Aber die Juristen sind sich nicht wirklich einig, ob das ein Problem ist, da der DSA Act ja eine EU Verordnung ist und deswegen ohne extra rechtliche Umsetzung der Länder sofort gilt. Und darin tatsächlich in Art 4:

Reine Durchleitung; „…Bei der Durchführung eines Dienstes der Informationsgesellschaft, der darin besteht, von einem Nutzer bereitgestellte Informationen in einem Kommunikationsnetz zu übermitteln oder Zugang zu einem Kommunikationsnetz zu vermitteln, haftet der Diensteanbieter nicht für die übermittelten oder abgerufenen Informationen, sofern er
a) die Übermittlung nicht veranlasst,
b) den Adressaten der übermittelten Informationen nicht auswählt und
c) die übermittelten Informationen nicht auswählt oder verändert.

Weswegen man das wohl tatsächlich im deutschen Telemediengesetz weglassen kann. Dass man dann auch jede Menge Anderes weglassen könnte bzw einfach 1:1 den DSA abschreiben könnte leuchtet mir aber nicht ein.

Wie wird das denn in anderen Ländern gehandhabt, wo es schon immer freie WLANs gab? Ist dort die Rechtsfigur der Störerhaftung nicht bekannt oder haben die auch spezielle Regelungen zur Haftungsfreistellung?
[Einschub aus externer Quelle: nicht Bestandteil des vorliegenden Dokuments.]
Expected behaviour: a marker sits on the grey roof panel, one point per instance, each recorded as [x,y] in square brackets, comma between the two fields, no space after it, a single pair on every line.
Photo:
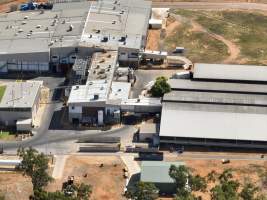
[230,72]
[157,171]
[214,121]
[216,98]
[20,94]
[181,84]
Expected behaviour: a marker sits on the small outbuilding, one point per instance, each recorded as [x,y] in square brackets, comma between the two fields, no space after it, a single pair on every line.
[148,131]
[155,23]
[157,172]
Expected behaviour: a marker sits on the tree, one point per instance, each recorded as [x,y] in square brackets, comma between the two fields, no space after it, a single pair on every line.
[44,195]
[227,189]
[83,191]
[143,191]
[160,87]
[186,182]
[249,192]
[2,197]
[35,165]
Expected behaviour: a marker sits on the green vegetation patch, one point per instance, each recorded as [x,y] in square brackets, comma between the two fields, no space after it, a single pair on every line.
[246,29]
[2,91]
[200,47]
[6,135]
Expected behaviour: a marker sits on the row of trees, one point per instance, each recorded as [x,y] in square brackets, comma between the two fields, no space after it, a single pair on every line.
[188,185]
[35,165]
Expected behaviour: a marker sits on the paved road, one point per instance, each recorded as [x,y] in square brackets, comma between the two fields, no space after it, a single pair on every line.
[213,156]
[210,5]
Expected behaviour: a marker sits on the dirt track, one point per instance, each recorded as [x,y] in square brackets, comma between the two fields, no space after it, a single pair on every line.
[211,5]
[233,49]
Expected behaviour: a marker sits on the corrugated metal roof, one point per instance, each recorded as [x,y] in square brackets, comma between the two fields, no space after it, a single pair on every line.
[20,94]
[230,72]
[157,171]
[214,121]
[181,84]
[216,98]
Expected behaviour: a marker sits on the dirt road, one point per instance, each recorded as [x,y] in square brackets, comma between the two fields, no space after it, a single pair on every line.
[233,49]
[210,5]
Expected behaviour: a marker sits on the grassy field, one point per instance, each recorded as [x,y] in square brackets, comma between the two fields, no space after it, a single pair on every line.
[248,30]
[200,47]
[2,91]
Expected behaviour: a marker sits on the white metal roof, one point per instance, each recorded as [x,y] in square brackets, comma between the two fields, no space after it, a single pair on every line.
[230,72]
[213,122]
[20,94]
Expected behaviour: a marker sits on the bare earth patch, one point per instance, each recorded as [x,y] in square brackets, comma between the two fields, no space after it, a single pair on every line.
[243,170]
[107,181]
[15,186]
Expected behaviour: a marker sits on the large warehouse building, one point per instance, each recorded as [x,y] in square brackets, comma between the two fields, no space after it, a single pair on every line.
[217,108]
[52,39]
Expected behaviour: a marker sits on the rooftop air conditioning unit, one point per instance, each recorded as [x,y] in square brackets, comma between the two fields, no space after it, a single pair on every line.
[70,28]
[104,39]
[96,96]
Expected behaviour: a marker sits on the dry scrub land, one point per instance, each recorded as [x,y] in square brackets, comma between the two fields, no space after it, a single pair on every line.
[254,171]
[107,181]
[229,36]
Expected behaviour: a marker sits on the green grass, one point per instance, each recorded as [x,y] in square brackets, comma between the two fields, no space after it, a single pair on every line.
[200,47]
[247,29]
[2,91]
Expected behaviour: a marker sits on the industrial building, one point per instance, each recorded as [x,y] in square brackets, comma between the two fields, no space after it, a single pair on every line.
[43,40]
[100,95]
[157,172]
[216,108]
[20,103]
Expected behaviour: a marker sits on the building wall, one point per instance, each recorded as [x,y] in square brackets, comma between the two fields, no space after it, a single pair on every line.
[36,105]
[9,118]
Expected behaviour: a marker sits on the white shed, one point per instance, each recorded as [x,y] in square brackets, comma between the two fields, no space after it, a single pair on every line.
[155,23]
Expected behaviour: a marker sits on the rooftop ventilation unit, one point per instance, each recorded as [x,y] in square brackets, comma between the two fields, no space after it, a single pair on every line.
[70,28]
[122,39]
[104,39]
[96,96]
[51,43]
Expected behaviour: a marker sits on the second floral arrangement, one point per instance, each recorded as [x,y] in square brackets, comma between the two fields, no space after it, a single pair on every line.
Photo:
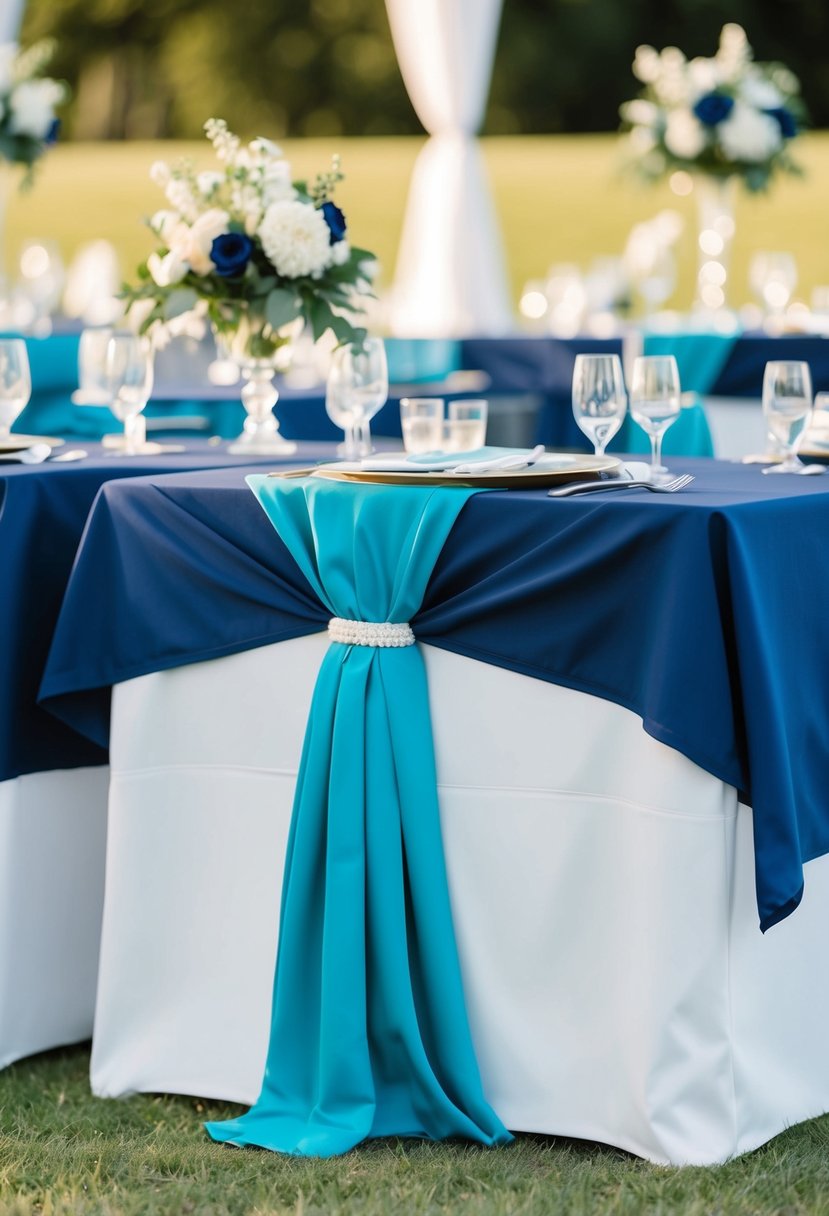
[251,251]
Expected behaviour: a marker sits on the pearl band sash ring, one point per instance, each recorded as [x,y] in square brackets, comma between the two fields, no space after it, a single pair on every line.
[370,632]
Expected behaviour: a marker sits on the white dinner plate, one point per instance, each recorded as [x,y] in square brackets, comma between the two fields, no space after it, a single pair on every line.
[553,469]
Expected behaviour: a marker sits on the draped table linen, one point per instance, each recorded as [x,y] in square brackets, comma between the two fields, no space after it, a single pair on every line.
[678,608]
[52,784]
[368,1032]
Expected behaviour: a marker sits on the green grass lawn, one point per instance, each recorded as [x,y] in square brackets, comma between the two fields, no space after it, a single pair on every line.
[559,198]
[63,1153]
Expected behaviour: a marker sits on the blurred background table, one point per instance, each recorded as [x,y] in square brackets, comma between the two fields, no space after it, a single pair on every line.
[526,381]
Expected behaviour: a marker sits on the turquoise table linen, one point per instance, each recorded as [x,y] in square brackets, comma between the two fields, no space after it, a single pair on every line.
[368,1034]
[412,360]
[700,359]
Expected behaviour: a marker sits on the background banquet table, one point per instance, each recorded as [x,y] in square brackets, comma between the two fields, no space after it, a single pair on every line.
[692,596]
[52,788]
[528,380]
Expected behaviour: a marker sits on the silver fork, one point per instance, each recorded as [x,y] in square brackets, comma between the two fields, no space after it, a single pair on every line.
[677,483]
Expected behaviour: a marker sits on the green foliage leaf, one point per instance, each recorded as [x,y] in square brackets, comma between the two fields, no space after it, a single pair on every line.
[180,300]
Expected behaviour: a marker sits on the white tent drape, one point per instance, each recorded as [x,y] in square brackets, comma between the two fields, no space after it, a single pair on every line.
[11,15]
[450,277]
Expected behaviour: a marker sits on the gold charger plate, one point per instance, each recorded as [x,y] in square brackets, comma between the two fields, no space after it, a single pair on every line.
[568,468]
[17,443]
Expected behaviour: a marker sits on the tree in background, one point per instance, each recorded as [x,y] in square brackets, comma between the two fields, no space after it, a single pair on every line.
[157,68]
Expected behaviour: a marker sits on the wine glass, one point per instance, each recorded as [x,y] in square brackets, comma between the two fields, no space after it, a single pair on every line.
[655,401]
[357,387]
[15,383]
[599,401]
[340,414]
[129,380]
[787,407]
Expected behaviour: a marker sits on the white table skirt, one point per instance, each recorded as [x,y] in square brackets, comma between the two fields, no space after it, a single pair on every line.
[602,887]
[52,838]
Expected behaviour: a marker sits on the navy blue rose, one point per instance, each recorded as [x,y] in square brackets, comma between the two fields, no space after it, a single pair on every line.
[785,120]
[714,107]
[336,221]
[230,253]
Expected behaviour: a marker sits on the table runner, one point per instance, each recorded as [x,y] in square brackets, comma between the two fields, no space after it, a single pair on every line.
[705,613]
[368,1032]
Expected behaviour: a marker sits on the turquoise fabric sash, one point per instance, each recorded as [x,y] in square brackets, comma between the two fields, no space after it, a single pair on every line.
[700,358]
[368,1032]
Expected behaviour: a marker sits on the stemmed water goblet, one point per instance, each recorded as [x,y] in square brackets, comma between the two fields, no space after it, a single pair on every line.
[15,383]
[599,401]
[655,403]
[357,387]
[787,409]
[128,372]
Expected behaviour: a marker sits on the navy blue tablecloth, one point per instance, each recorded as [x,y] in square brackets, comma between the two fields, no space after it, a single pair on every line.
[705,613]
[43,511]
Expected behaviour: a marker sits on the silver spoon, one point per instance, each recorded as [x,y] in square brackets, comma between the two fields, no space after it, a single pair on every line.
[34,455]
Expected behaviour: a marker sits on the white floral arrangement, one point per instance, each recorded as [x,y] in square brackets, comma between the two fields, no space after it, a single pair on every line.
[725,117]
[28,100]
[249,251]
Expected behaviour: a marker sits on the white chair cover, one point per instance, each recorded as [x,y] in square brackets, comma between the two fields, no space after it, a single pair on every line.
[52,840]
[602,887]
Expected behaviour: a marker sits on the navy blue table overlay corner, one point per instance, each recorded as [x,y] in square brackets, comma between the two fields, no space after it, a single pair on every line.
[705,613]
[43,513]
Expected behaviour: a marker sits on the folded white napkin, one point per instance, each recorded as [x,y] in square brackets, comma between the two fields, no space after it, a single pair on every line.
[430,462]
[481,460]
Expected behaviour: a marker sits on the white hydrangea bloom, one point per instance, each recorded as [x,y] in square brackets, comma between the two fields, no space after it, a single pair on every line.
[164,224]
[733,54]
[647,65]
[32,107]
[756,91]
[340,253]
[684,135]
[704,76]
[202,234]
[159,173]
[295,238]
[168,270]
[749,135]
[207,183]
[7,55]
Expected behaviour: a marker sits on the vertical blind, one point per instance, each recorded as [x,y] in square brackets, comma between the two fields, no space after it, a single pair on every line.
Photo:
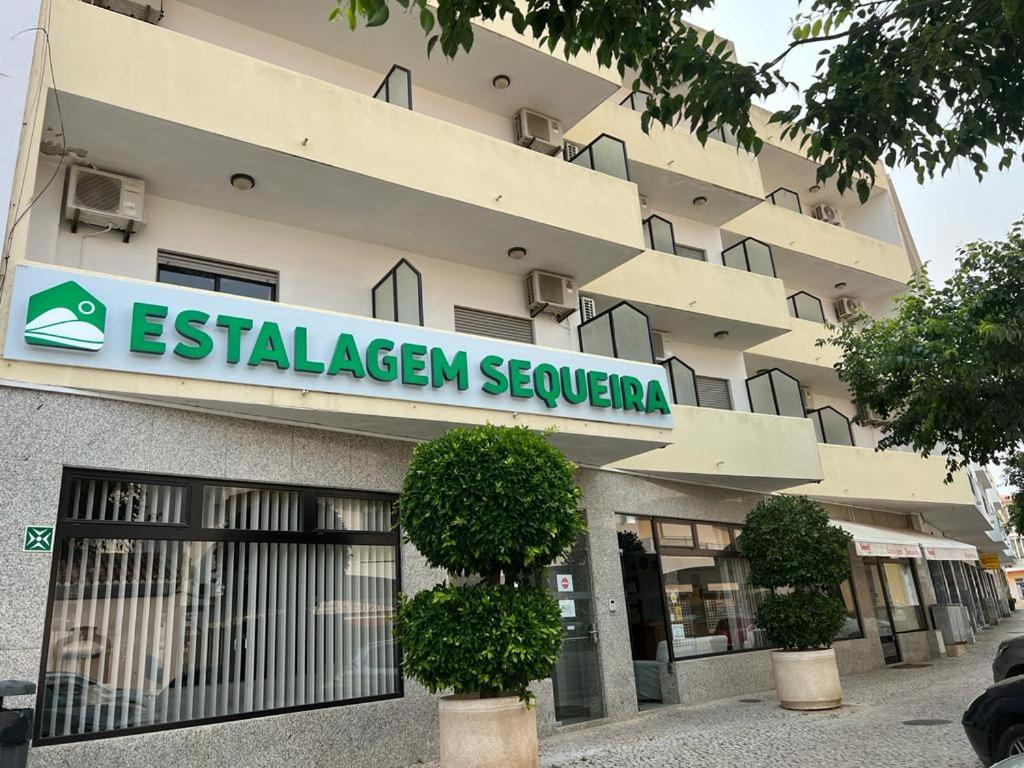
[150,631]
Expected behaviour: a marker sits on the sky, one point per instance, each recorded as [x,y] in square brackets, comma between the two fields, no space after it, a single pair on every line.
[943,212]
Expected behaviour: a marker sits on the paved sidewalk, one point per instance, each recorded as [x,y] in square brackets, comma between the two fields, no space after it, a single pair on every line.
[866,732]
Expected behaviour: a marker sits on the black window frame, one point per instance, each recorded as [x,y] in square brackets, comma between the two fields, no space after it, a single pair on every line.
[767,372]
[747,257]
[394,290]
[791,300]
[611,330]
[386,86]
[193,530]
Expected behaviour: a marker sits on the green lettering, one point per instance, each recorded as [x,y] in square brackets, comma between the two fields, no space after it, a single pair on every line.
[441,370]
[546,384]
[346,357]
[185,324]
[578,396]
[656,399]
[269,347]
[302,361]
[519,379]
[381,369]
[142,328]
[235,327]
[497,382]
[596,383]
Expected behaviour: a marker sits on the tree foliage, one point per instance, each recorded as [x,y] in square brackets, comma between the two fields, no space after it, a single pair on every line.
[494,506]
[914,82]
[945,372]
[792,546]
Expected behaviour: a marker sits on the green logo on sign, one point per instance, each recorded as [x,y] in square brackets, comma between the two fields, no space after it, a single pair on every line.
[38,539]
[66,316]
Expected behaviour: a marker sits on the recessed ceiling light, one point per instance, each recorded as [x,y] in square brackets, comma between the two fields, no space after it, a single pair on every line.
[243,181]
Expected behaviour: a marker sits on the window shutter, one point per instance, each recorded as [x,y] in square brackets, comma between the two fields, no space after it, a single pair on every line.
[496,326]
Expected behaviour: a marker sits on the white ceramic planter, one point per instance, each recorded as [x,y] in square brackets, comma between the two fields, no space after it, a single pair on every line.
[487,732]
[807,679]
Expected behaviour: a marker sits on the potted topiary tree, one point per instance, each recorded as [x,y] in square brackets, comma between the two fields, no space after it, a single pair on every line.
[794,551]
[493,506]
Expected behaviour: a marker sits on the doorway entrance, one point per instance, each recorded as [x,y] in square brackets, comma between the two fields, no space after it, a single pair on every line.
[577,677]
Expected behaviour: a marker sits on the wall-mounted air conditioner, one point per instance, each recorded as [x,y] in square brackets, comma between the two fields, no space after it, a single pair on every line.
[663,344]
[828,213]
[104,199]
[555,294]
[538,132]
[846,307]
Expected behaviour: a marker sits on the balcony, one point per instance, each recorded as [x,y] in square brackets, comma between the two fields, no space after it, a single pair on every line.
[185,115]
[672,169]
[693,300]
[895,481]
[814,253]
[735,450]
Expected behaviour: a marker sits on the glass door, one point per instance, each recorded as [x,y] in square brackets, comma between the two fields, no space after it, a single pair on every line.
[577,676]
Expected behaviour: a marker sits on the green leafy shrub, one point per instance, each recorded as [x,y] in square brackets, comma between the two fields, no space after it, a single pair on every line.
[499,503]
[792,546]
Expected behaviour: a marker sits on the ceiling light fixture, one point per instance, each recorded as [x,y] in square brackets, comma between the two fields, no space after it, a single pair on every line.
[243,181]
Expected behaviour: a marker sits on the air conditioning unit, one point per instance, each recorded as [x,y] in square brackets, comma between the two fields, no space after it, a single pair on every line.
[828,213]
[104,200]
[555,294]
[846,307]
[588,308]
[537,132]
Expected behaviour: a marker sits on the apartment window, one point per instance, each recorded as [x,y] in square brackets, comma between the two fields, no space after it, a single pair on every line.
[682,382]
[177,601]
[775,392]
[621,332]
[806,306]
[751,255]
[785,199]
[208,274]
[480,323]
[830,426]
[398,295]
[605,154]
[713,392]
[658,235]
[396,88]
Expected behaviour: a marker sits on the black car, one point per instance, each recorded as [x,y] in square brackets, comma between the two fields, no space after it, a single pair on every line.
[1009,659]
[994,721]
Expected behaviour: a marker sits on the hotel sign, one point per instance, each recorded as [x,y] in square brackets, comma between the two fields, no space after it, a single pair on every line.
[113,324]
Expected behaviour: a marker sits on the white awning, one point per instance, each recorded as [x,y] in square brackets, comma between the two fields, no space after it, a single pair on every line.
[875,541]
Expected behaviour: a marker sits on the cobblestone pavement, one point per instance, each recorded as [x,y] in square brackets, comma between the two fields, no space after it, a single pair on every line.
[865,732]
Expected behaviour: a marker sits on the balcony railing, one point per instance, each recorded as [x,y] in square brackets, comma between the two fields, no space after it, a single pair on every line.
[751,255]
[806,306]
[605,154]
[830,426]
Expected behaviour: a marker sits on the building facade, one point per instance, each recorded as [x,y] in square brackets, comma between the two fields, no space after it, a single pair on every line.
[255,258]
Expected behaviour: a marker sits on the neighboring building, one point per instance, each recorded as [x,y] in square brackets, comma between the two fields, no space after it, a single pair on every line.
[276,254]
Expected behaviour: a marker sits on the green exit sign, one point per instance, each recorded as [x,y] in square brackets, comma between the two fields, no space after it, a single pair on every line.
[38,539]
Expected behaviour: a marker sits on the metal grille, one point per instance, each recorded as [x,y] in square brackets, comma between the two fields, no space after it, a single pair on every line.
[714,392]
[480,323]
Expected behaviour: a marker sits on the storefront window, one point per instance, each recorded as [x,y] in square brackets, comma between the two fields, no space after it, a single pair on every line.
[264,599]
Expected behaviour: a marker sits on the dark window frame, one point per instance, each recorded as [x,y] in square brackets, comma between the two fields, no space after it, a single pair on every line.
[394,289]
[611,329]
[774,396]
[194,530]
[386,86]
[747,257]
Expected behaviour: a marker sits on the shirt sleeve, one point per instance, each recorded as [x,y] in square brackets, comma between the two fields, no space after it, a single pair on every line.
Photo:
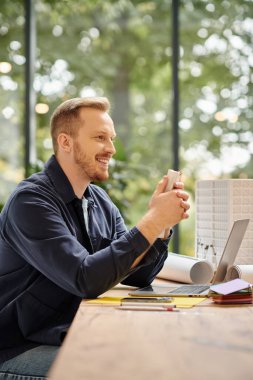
[146,271]
[38,231]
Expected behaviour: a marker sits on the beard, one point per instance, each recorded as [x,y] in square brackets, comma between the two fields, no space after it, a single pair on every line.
[87,166]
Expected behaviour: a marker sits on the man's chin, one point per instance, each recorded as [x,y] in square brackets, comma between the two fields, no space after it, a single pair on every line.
[101,177]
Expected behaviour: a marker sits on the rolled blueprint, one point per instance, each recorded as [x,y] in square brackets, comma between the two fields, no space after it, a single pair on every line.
[245,272]
[186,269]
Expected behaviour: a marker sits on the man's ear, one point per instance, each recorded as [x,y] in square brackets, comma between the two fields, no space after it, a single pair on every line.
[65,142]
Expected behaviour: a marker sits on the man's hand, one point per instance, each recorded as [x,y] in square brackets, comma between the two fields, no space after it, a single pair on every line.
[165,209]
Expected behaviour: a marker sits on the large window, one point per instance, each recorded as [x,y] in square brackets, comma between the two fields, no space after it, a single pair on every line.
[12,62]
[123,49]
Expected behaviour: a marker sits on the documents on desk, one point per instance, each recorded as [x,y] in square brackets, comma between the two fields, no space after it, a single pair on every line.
[232,292]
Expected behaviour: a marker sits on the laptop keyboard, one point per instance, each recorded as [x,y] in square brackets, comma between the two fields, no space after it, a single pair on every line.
[191,289]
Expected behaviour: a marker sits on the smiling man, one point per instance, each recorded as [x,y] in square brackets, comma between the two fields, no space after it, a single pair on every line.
[62,239]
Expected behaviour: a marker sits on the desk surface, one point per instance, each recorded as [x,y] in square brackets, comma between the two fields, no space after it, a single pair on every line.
[203,342]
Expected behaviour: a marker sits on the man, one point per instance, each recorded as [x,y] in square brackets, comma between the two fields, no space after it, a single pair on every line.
[62,239]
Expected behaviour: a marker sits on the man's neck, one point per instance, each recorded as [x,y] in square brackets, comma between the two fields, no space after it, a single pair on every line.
[75,177]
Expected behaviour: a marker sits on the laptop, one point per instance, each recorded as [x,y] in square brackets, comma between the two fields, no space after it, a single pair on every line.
[201,290]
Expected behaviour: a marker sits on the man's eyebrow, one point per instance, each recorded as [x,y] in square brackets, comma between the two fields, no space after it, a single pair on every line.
[103,132]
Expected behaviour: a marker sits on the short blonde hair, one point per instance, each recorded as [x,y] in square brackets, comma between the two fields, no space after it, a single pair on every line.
[65,118]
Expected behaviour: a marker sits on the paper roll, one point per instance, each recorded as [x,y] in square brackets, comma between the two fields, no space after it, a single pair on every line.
[245,272]
[186,269]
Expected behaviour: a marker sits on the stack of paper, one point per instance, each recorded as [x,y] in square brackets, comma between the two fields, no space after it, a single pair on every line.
[232,292]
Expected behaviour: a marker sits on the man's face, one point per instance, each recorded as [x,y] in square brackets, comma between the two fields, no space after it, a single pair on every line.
[93,146]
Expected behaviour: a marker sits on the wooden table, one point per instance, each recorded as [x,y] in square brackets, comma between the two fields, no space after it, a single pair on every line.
[201,343]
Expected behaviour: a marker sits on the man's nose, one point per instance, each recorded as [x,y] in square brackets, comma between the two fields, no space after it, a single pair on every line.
[110,147]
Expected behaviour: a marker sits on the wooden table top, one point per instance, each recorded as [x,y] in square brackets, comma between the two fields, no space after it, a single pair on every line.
[201,343]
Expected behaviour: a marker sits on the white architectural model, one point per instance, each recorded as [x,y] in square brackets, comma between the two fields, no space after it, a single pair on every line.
[218,204]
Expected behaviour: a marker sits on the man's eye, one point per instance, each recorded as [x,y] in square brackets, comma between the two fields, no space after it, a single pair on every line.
[101,138]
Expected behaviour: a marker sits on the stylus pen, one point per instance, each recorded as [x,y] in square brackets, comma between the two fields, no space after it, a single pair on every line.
[147,308]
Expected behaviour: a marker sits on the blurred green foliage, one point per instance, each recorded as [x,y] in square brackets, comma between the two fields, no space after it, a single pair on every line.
[122,49]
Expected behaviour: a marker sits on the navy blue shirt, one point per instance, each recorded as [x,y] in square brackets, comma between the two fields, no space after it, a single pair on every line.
[48,262]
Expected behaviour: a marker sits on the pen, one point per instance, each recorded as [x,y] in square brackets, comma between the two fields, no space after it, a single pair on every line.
[147,304]
[147,308]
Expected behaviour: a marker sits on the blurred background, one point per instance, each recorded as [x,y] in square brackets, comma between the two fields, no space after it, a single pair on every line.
[51,51]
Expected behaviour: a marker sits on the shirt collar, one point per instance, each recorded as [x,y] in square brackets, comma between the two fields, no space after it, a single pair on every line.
[59,179]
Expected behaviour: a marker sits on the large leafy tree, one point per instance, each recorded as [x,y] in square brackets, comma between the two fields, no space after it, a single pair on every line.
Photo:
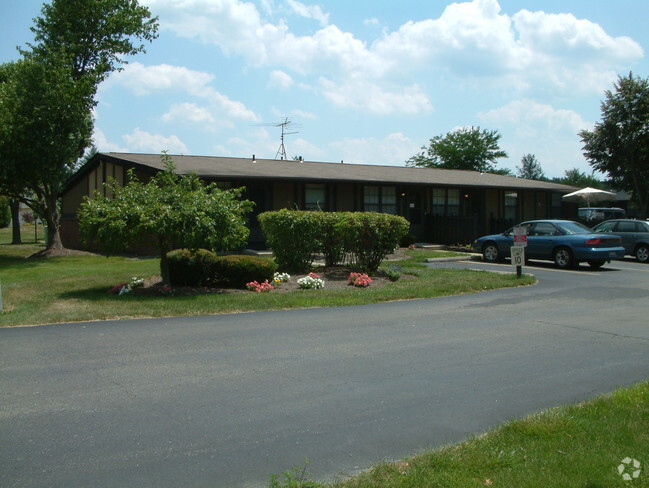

Richtig, das würde man denken. Aber ein identischer Text war ja schon Bestandteil der E-Commerce Richtlinie, die im Telemediengesetz in deutsches Recht umgesetzt wurde. Dieser Haftungsausschluss hinderte aber die Rechtsprechung in Deutschland nicht, gleichwohl Unterlassungsansprüche zuzulassen, die wiederum Anknüpfungspunkt der sog. Störerhaftung sind. Deswegen wurde wie beschrieben nach langer Debatte ins TMG der berühmte Satz eingefügt, den wir in der Lage vorgelesen haben und der endlich klargestellt hat, dass der europarechtliche Haftungsausschluss selbstverständlich auch für Unterlassungsansprüche gilt.

Wenn nun aber in der deutschen Umsetzung im DDG genau dieser Satz wieder fehlen sollte, dann tritt im Grunde wieder die Rechtslage vor 2017 ein: Es gäbe dann zwar eine europarechtliche Regelung mit dem Text des heutigen Art. 4 Abs. 1 DSA, aber keine Regelung, weder auf europäischer Ebene noch im deutschen Recht, die deutlich macht, dass dieser Haftungsausschluss natürlich auch Unterlassungsansprüche ausschließt. Damit würde für die deutsche Rechtsprechung wieder eine Hintertür geöffnet, um Unterlassungsansprüche ungeachtet der Haftungsfreistellung des Art. 4 DSA zuzulassen.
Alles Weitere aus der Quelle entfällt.